Well, Aspergians are often called "seekers of truth," and I considered myself as such. But, how do you know the truth? Everyone else seems to believe that they know what the "truth" is, but yet most times their views don't agree with each other. How do you know which one is the truth? How can two opposing viewpoints both be right?

So, I began to look at it empirically. If I looked at the whole world of data out there, read all the various scriptures, what patterns began to show up? What were the basic "truths" that seemed to be shared across the board, or at least by the majority of believers?

The "truths" written in each of these scriptures had been followed by countless people over thousands of years - given that I had to believe that what was written in them must have some wisdom, some value. If not, why the longevity?

But, even as I searched through the writings of the major religions, I found myself deeply disappointed in the actual people who practiced many of these religions. The guiding principles found in their holy books, often seemed so lacking in their actual lives.
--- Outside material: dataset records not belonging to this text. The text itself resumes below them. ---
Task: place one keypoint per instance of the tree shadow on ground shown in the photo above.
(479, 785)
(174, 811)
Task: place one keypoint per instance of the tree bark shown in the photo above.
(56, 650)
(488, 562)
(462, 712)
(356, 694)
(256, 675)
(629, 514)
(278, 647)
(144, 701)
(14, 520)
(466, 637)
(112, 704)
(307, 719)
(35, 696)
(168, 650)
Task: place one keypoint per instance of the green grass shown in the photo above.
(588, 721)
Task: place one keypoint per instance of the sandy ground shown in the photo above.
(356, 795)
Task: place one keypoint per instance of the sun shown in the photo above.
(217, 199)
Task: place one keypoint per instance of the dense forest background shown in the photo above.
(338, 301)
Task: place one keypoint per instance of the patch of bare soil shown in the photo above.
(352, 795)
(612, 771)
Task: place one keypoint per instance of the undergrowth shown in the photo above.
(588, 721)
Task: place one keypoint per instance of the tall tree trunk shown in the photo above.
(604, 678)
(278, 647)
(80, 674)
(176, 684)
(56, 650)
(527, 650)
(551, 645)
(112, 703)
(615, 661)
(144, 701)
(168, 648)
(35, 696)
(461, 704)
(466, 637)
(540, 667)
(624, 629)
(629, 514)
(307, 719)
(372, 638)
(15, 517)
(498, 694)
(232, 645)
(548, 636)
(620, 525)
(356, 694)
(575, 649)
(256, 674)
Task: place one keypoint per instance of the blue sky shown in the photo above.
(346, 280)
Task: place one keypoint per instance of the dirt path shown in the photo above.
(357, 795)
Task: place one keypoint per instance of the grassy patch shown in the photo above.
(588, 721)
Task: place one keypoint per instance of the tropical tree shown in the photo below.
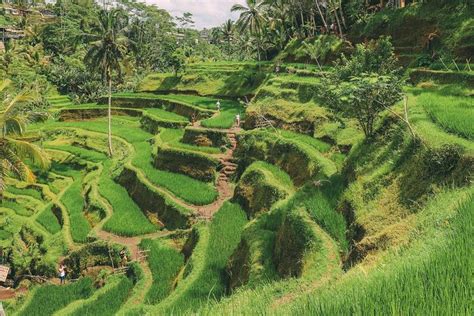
(14, 152)
(106, 53)
(252, 17)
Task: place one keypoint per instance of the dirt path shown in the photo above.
(223, 187)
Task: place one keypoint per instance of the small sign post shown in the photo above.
(4, 273)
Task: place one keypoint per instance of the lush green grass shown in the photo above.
(318, 205)
(305, 139)
(165, 262)
(49, 220)
(74, 203)
(15, 206)
(455, 114)
(172, 138)
(426, 281)
(273, 174)
(36, 194)
(184, 187)
(204, 277)
(48, 299)
(433, 134)
(166, 115)
(225, 118)
(108, 300)
(82, 153)
(127, 218)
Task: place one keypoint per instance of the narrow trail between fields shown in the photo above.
(223, 186)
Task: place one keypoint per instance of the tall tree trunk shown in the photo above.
(321, 14)
(342, 15)
(109, 113)
(338, 22)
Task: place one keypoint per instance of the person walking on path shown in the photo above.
(62, 273)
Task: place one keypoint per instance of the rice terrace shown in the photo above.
(236, 157)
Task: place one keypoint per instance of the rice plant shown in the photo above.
(48, 299)
(127, 218)
(455, 114)
(49, 220)
(165, 263)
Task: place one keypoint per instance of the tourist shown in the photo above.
(62, 273)
(123, 257)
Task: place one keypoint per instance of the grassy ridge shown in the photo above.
(186, 188)
(172, 138)
(165, 263)
(426, 281)
(36, 194)
(454, 114)
(49, 220)
(106, 301)
(74, 203)
(166, 115)
(207, 263)
(48, 299)
(127, 219)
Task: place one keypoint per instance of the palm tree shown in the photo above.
(228, 33)
(106, 53)
(251, 18)
(14, 151)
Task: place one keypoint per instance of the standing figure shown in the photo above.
(123, 257)
(62, 273)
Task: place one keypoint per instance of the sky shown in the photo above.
(207, 13)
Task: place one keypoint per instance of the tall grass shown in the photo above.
(74, 203)
(173, 137)
(127, 218)
(48, 299)
(108, 300)
(305, 139)
(205, 269)
(165, 262)
(435, 283)
(184, 187)
(82, 153)
(36, 194)
(320, 205)
(48, 220)
(15, 206)
(166, 115)
(455, 114)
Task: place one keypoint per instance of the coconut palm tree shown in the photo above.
(252, 18)
(106, 53)
(13, 150)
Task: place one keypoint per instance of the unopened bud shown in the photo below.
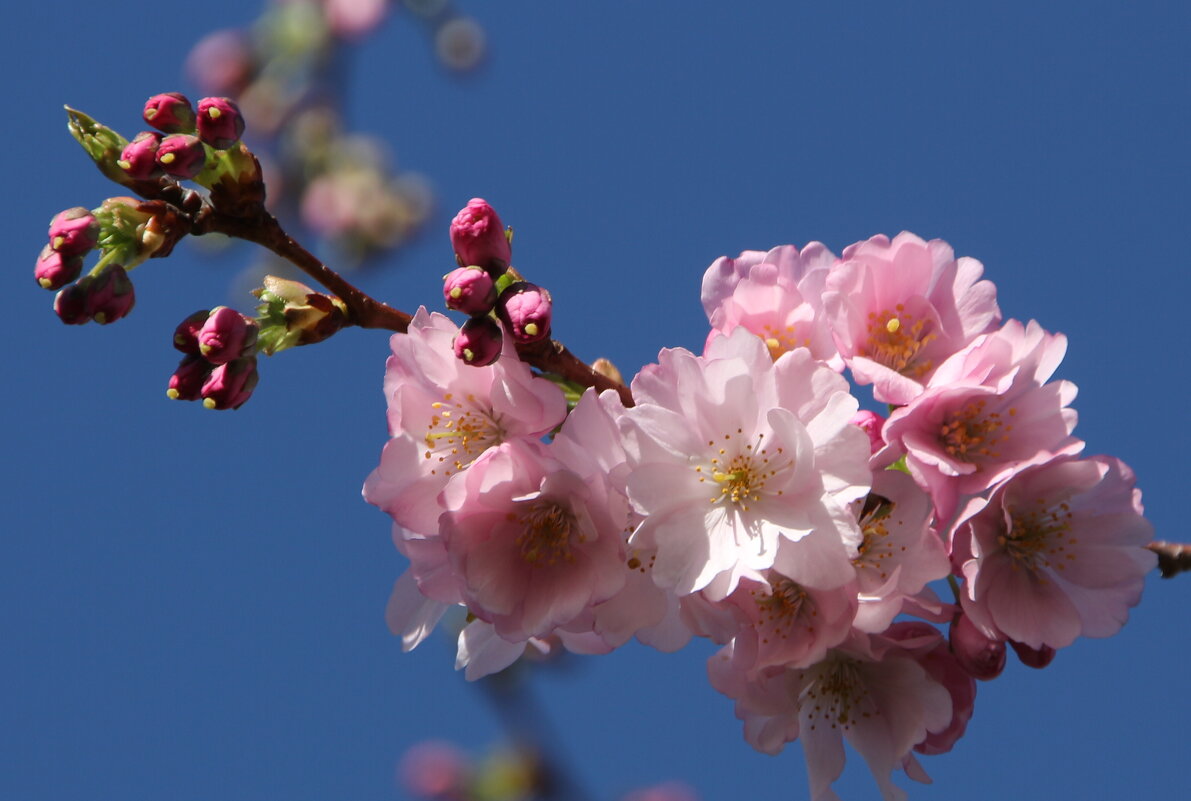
(186, 335)
(478, 237)
(55, 270)
(469, 289)
(189, 376)
(872, 424)
(980, 656)
(111, 295)
(169, 112)
(525, 310)
(74, 231)
(230, 385)
(1033, 657)
(219, 123)
(478, 342)
(226, 335)
(139, 156)
(181, 155)
(70, 302)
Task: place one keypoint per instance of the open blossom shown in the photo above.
(899, 307)
(731, 454)
(774, 623)
(443, 414)
(531, 542)
(899, 552)
(1059, 551)
(872, 693)
(986, 413)
(777, 295)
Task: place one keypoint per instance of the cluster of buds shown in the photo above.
(487, 289)
(291, 314)
(219, 367)
(125, 231)
(185, 141)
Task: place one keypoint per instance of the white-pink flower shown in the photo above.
(1059, 551)
(777, 295)
(899, 307)
(733, 454)
(986, 413)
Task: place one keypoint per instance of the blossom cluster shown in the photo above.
(746, 496)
Take, as a case in point, my first experiences with church. In fourth grade, my father first began taking me to church. Not a churchgoer himself, my grandmother had leaned upon him heavily to begin taking me. Why, I never could quite tell - she wouldn't darken the door of a church to save her life. On the other hand, she was prone to pull scripture quotations out of her pocket at any time to settle an argument, something I never could quite understand.

New to the area, I had become a target for the most vicious bullying I had ever experienced. In my old circles, teasing was simply not allowed. In my new environment, I was not only viciously teased, but physically attacked as well. Night after night, I'd return home after school and cry myself to sleep, unable to understand what I had done to deserve such brutal treatment.
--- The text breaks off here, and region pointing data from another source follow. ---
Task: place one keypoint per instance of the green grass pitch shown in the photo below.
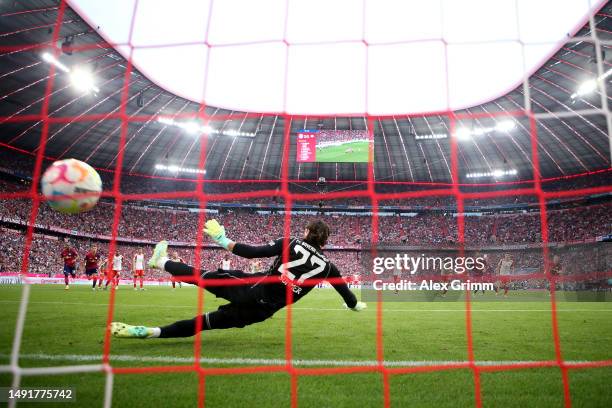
(339, 154)
(67, 328)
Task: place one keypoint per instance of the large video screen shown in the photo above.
(333, 146)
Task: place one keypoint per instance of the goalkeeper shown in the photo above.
(250, 301)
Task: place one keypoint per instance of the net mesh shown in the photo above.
(453, 189)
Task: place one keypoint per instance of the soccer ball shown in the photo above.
(69, 177)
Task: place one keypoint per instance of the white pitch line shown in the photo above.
(119, 305)
(264, 361)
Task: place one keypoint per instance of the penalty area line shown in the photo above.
(268, 361)
(463, 310)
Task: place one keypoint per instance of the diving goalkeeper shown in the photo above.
(249, 302)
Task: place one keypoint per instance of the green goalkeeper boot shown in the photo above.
(126, 331)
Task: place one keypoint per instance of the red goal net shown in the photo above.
(525, 114)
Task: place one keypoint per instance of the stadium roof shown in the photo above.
(572, 133)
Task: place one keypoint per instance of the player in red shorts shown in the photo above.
(556, 269)
(176, 258)
(93, 261)
(115, 272)
(138, 267)
(505, 267)
(69, 256)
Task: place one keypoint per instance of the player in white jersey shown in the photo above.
(226, 264)
(116, 271)
(138, 268)
(505, 267)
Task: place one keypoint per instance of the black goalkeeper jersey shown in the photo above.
(305, 267)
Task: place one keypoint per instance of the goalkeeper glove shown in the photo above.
(216, 232)
(358, 307)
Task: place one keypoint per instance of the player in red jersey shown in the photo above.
(176, 258)
(115, 272)
(138, 267)
(504, 269)
(556, 269)
(93, 261)
(69, 256)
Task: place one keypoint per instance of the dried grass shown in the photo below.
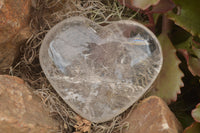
(45, 14)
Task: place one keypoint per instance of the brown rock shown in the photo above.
(14, 16)
(20, 110)
(152, 115)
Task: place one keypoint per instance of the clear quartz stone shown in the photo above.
(100, 71)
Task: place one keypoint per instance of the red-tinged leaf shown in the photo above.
(187, 16)
(196, 113)
(163, 6)
(194, 128)
(139, 4)
(168, 83)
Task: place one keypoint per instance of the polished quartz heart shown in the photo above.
(100, 71)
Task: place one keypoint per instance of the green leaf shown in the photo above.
(194, 128)
(168, 83)
(191, 54)
(196, 113)
(187, 15)
(141, 4)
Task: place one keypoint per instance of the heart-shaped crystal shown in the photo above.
(100, 71)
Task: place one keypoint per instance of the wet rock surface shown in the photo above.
(152, 115)
(14, 18)
(100, 71)
(20, 110)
When my father came to tell me that we were going to start going to church, I felt lighter, hopeful. Memories of afternoons, side by side with my father, reading the Sermon on the Mount, came to mind. Surely a group of people who believed such things as "Blessed are the meek, for they shall inherit the earth," and "Love your enemies, do good to those who hate you, bless those that curse you," would be a very kind, caring group. Maybe this would be my sanctuary from the brutality I endured every day.

Imagine my shock and dismay when I discovered that two of my worst tormentors were children of deacons and elders of the church. At first I thought, "Well, maybe they don't know what their children are doing. If they did, they'd surely teach them better." That belief lasted until the end of the first service. As we all gathered for the post service reception, they started on me again. In front of their parents. This wasn't going to be a haven after all.
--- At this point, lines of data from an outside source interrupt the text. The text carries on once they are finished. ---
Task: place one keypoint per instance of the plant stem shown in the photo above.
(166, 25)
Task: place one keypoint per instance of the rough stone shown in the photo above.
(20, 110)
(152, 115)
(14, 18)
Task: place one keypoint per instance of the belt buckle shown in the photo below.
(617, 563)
One of them, no doubt encouraged by her mother, invited me to her birthday sleepover party. There, she put lipstick in my bed, ruining my brand new pajamas, a gift from my Grandmother. Later, she and her friends pressured me into drinking orange juice - which they later gleefully intimated was spiked with pee.

When I had to leave early the next morning for church, (Because, of course, once a rule had been established in my house, it must not vary. Birthday parties did not mean a vacation from routine.), they made it nearly impossible for me to leave, by stealing my shoes and playing "keep away" with them in the front yard. Knowing, of course, that were I to chase after them, I'd get in trouble for ruining my tights. All this under the supervision of their "pious" parents.

To this day, I have found very few "religious" people who have truly embodied the beliefs they espoused. And, I can honestly say, that many of the worst things that have ever been done to me or to people I cared about, have been done by people who professed to be "religious." Some in the name of religion. How can that be?

So why do I, as a person with Asperger Syndrome, have a problem with organized religion? It's best summed up by what one of my heroes, Mohandas K. "Mahatma" Gandhi said of his experiences with Christianity - "I like your Christ, I do not like your Christians. Your Christians are so unlike your Christ."